The Gulf nation’s economy is projected to expand 2.9 per cent this year and 3.7 per cent in 2019, Natalia Tamirisa, the IMF’s UAE mission chief, said on Sunday.
“Given large fiscal buffers, ample spare capacity, and rising investment needs for Expo 2020, the Government has appropriately switched to providing stimulus to the economy,” said Ms Tamirisa.
The UAE announced new policies this year to spur ecgrowth and investment, including changes to the country’s sponsorship system and new regulations that permit companies to operate without a physical office.
The measures follow a threeyear Dh50bn stimulus package for Abu Dhabi announced in June. Known as Ghadan 2021 (Tomorrow 2021), it has 50 initiatives to stimulate investment and job creation. It aims to slash red tape and boost investor confidence in the emirate’s economy.

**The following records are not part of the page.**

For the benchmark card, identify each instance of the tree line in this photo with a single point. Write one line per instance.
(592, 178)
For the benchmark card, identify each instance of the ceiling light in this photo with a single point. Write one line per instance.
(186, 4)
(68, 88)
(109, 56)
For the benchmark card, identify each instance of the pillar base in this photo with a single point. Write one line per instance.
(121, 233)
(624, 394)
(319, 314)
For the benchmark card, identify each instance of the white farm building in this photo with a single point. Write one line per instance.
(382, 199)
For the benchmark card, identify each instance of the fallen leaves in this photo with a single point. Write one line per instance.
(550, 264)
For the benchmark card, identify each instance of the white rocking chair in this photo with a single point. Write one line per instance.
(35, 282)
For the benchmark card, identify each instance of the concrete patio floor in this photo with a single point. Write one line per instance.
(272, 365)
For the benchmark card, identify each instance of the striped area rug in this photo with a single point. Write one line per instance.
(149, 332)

“Front-loading stimulus measures and focusing them on productive spending, consistent with the Vision 2021 goals of diversifying the economy and raising productivity, would augment their impact on growth,” Ms Tamirisa said.

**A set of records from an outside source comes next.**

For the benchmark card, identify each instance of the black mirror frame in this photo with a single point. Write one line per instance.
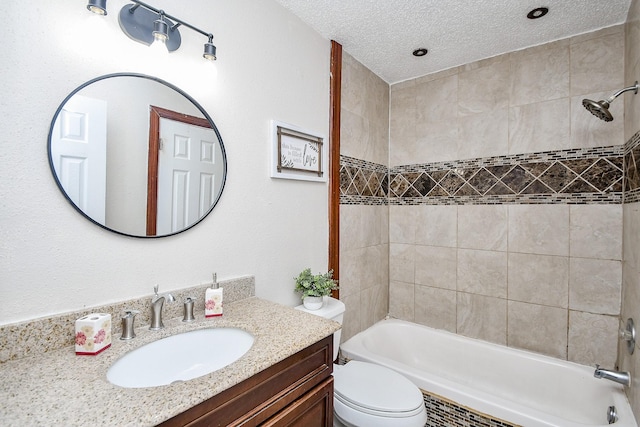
(169, 85)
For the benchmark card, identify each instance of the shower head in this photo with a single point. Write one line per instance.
(600, 109)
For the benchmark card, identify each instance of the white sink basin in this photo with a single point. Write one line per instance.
(180, 357)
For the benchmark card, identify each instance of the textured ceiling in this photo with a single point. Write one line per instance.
(382, 34)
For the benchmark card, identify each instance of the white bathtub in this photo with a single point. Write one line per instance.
(513, 385)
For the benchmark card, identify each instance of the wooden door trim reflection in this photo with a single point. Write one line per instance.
(155, 114)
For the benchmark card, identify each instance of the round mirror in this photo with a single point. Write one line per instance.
(137, 155)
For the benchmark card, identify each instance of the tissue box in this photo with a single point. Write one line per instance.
(93, 334)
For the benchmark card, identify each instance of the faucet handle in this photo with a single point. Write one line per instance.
(128, 320)
(188, 310)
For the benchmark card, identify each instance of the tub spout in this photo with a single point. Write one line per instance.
(623, 378)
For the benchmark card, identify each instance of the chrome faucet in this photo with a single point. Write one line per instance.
(156, 309)
(623, 378)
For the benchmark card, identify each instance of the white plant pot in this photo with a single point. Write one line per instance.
(313, 303)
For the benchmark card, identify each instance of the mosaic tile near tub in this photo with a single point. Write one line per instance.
(445, 413)
(632, 169)
(362, 182)
(601, 175)
(568, 176)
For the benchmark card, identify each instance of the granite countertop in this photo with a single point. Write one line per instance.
(62, 389)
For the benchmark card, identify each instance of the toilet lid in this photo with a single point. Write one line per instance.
(376, 388)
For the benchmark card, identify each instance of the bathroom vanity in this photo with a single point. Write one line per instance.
(283, 380)
(295, 392)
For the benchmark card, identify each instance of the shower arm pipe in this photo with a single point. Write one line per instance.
(621, 91)
(178, 21)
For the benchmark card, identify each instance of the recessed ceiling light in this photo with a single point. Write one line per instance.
(538, 12)
(420, 52)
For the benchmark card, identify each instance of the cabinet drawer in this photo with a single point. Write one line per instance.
(257, 399)
(314, 409)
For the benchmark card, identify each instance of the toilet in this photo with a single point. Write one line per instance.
(366, 394)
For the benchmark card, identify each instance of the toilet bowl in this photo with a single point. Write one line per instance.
(366, 394)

The comments followed an IMF staff mission to the UAE from September 16 to 30. In April, the IMF predicted that the Arab world’s second-biggest economy would grow 2 per cent this year and 3 per cent in 2019.
A rebound in oil prices to a four-year high has given the Government more revenues, prompting a stimulus package to bolster growth. Ahead of US sanctions against Iran, Opec’s third-largest producer, Brent crude oil prices rose to $83.27 per barrel yesterday.
On Sunday, the UAE Cabinet approved its largest federal budget yet, up by 17.3 per cent on last year. In mid-2018, global oil producers agreed to increase output, allowing the UAE to raise its production.
The UAE’s fiscal deficit is projected to turn into a surplus next year after remaining stable at 1.6 per cent of GDP this year, the IMF said. Its inflation rate is likely to reach 3.5 per cent because of the introduction of a 5 per cent VAT in January but is expected to ease thereafter, the Washington lender said.
In the medium term, with crude prices projected to soften, the IMF urged UAE authorities to return to gradual fiscal consolidation to help sustain petrol revenues.
“A return to the path of gradual fiscal consolidation would help save an adequate portion of the exhaustible oil income for future generations,” Ms Tamirisa said.
The country’s plans to liberalise foreign investment, introduce long-term visas for professionals and ease licensing requirements and business fees – once introduced – will be a “welcome step” in fostering the private sector, the IMF said. The fund called on the UAE to carry out deeper and broader reforms to increase the role of the private sector to boost economic growth and job creation.
Among the main reform priorities the fund suggested privatising non-strategic government-related enterprises and improving financing to small and medium enterprises.